When I first came across a note about Captain James Kirk commanding a destroyer, it sounded pretty neat. And it turns out to be a stealth destroyer running Linux on IBM blade servers. How cool is that?

But then I got to thinking - this article says they cost 3.5 billion (but I've read 7 billion). The space shuttle Endeavour was built for 1.7 billion (granted, presumably in 1991 dollars). We could have 2-4 *space ships* for the cost of one of these _destroyers_ (not a battleship or aircraft carrier or anything). And that, as always, brings me back to the fact that the US spends almost as much as the rest of the world combined (40% of world spending) and 6-7 times more than, e.g., China on the military budget - 20% of the US budget (689 billion) goes to defense and 0.52% (18 billion) goes to NASA.

I'm all for having the biggest and best military in the world (though it often just looks like the most fragile - wireless on a multi-billion dollar destroyer that practically runs by remote control? Seriously?) but I'd like to slide, oh, at least a billion or two over to NASA once in awhile. 

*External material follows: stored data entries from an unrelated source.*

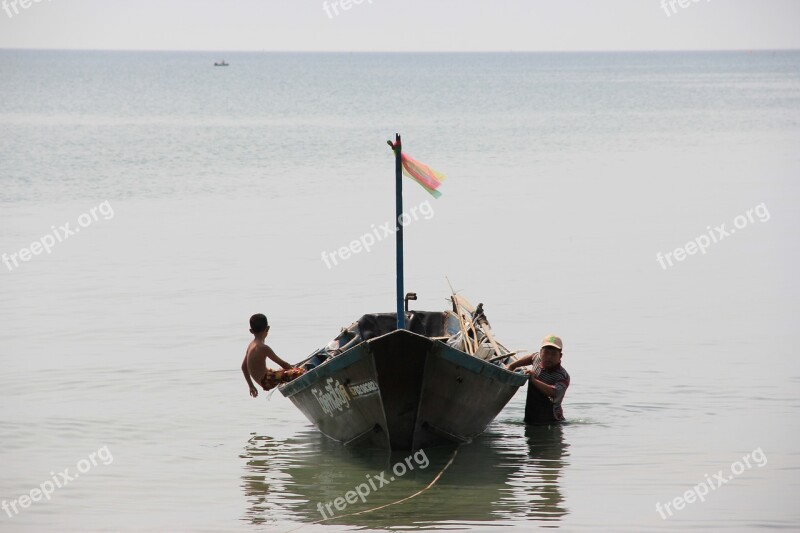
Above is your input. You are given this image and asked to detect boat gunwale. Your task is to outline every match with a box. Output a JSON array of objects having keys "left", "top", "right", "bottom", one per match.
[{"left": 279, "top": 328, "right": 527, "bottom": 398}]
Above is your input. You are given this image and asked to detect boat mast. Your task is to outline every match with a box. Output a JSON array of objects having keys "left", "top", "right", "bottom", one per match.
[{"left": 388, "top": 133, "right": 405, "bottom": 330}]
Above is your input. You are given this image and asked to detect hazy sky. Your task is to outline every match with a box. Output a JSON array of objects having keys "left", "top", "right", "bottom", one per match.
[{"left": 1, "top": 0, "right": 799, "bottom": 52}]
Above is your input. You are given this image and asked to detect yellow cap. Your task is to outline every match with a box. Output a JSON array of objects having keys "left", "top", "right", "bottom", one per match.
[{"left": 541, "top": 334, "right": 563, "bottom": 351}]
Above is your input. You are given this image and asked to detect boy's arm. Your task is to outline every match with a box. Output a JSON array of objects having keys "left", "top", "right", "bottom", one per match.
[
  {"left": 265, "top": 346, "right": 293, "bottom": 370},
  {"left": 242, "top": 356, "right": 258, "bottom": 398}
]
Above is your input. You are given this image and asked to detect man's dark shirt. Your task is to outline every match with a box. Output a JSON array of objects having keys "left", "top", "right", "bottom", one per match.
[{"left": 524, "top": 352, "right": 570, "bottom": 424}]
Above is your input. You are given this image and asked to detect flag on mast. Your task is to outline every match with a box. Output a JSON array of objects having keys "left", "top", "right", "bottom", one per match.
[{"left": 400, "top": 152, "right": 447, "bottom": 198}]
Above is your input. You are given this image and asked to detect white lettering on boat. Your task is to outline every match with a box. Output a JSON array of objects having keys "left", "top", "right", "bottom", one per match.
[
  {"left": 311, "top": 378, "right": 351, "bottom": 417},
  {"left": 347, "top": 380, "right": 379, "bottom": 398}
]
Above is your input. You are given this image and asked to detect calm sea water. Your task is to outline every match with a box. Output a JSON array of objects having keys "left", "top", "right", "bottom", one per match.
[{"left": 1, "top": 50, "right": 799, "bottom": 532}]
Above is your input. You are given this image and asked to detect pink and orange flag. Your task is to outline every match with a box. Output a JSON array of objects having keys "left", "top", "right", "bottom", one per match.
[{"left": 400, "top": 153, "right": 447, "bottom": 198}]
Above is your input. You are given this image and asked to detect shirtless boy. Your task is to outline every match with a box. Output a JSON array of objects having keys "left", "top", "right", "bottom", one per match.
[{"left": 241, "top": 313, "right": 305, "bottom": 397}]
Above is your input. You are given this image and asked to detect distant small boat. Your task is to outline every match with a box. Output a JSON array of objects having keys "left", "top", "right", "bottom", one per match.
[{"left": 214, "top": 60, "right": 228, "bottom": 67}]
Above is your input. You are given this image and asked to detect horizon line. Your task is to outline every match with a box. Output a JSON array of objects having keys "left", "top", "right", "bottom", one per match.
[{"left": 1, "top": 47, "right": 799, "bottom": 54}]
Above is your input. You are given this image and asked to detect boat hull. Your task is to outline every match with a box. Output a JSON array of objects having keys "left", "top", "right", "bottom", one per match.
[{"left": 279, "top": 329, "right": 527, "bottom": 450}]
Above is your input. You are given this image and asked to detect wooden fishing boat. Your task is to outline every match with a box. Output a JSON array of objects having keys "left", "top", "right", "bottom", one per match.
[
  {"left": 280, "top": 298, "right": 526, "bottom": 450},
  {"left": 278, "top": 134, "right": 527, "bottom": 450}
]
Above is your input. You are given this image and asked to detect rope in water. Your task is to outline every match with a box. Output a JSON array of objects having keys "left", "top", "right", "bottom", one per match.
[{"left": 283, "top": 446, "right": 459, "bottom": 533}]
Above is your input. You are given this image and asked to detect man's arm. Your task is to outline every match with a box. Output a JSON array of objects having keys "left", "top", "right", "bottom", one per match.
[
  {"left": 242, "top": 356, "right": 258, "bottom": 398},
  {"left": 265, "top": 346, "right": 292, "bottom": 370},
  {"left": 507, "top": 353, "right": 534, "bottom": 371},
  {"left": 531, "top": 377, "right": 557, "bottom": 397},
  {"left": 532, "top": 377, "right": 568, "bottom": 400}
]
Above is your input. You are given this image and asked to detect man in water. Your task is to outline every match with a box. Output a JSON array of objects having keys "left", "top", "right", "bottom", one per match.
[
  {"left": 506, "top": 335, "right": 570, "bottom": 424},
  {"left": 241, "top": 313, "right": 305, "bottom": 397}
]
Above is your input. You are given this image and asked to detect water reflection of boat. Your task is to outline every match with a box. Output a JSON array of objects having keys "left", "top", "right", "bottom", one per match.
[{"left": 241, "top": 420, "right": 569, "bottom": 529}]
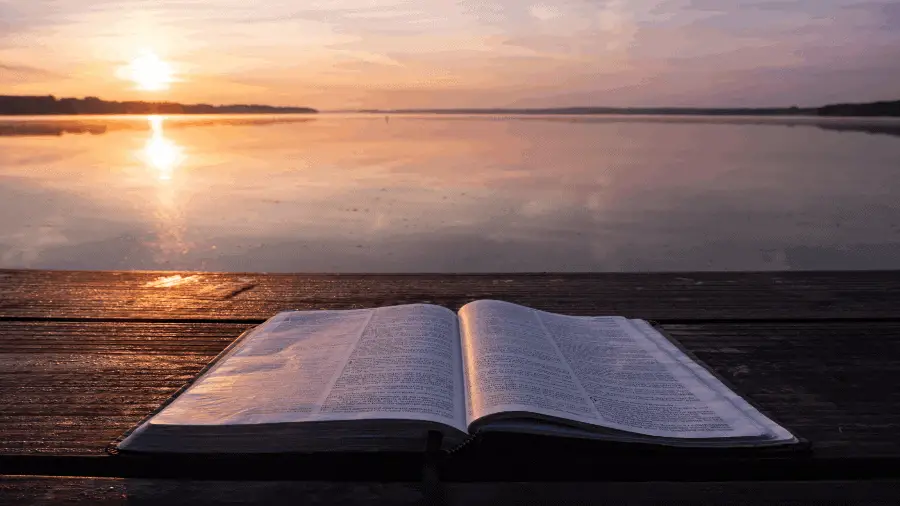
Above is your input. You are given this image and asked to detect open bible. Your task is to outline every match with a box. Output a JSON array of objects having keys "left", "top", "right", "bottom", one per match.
[{"left": 118, "top": 300, "right": 797, "bottom": 453}]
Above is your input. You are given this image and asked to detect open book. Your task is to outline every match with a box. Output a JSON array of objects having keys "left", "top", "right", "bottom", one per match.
[{"left": 119, "top": 300, "right": 797, "bottom": 453}]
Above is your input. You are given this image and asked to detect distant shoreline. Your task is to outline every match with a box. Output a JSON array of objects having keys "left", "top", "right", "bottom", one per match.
[
  {"left": 0, "top": 95, "right": 317, "bottom": 116},
  {"left": 355, "top": 100, "right": 900, "bottom": 118},
  {"left": 356, "top": 107, "right": 816, "bottom": 116},
  {"left": 1, "top": 95, "right": 898, "bottom": 117}
]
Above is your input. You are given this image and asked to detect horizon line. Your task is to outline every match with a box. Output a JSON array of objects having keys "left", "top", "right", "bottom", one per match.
[{"left": 4, "top": 94, "right": 900, "bottom": 111}]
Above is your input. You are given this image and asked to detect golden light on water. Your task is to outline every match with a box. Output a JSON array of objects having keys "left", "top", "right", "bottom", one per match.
[
  {"left": 136, "top": 116, "right": 191, "bottom": 265},
  {"left": 122, "top": 51, "right": 175, "bottom": 91},
  {"left": 143, "top": 116, "right": 184, "bottom": 180}
]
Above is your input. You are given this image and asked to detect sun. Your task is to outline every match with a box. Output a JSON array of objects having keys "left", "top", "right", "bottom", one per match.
[{"left": 123, "top": 51, "right": 174, "bottom": 91}]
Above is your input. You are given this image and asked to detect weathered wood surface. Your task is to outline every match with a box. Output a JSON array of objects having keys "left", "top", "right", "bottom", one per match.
[
  {"left": 3, "top": 476, "right": 900, "bottom": 505},
  {"left": 3, "top": 320, "right": 900, "bottom": 460},
  {"left": 0, "top": 321, "right": 249, "bottom": 455},
  {"left": 1, "top": 270, "right": 900, "bottom": 485},
  {"left": 3, "top": 269, "right": 900, "bottom": 321}
]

Anyway - I thought some Chronners might find the destroyer, especially with the Kirk quirk, of interest.


----------



## Foxbat (Oct 20, 2013)

This is what I don't get. We keep getting told that the new enemy is terrorist extremism. Now, I understand how the use of remote weaponry can nullify a lot of the exteremist threat to military personnel (these extremists willing to die but unable to take enemies with them because what is used against them is used remotely). What I don't get is how a stealth destroyer has any significant advantage against this new threat? Especially when the likes of Al Shabaab and Al Qaeda don't have the means to either effectively fight or detect modern surface warships as it is, and it seems an awful lot of money to use against Somali pirates. 

China are our 'friends' now. Russia is flexing its muscles but seems happy to work mainly through diplomatic and financial channels (Gazprom is probably a bigger threat to Western Europe than the Warsaw Pact ever was). Iran has softened its stance. 

Perhaps North Korea is a bigger threat than we think?

I'm with you. Let's go explore space a bit more


----------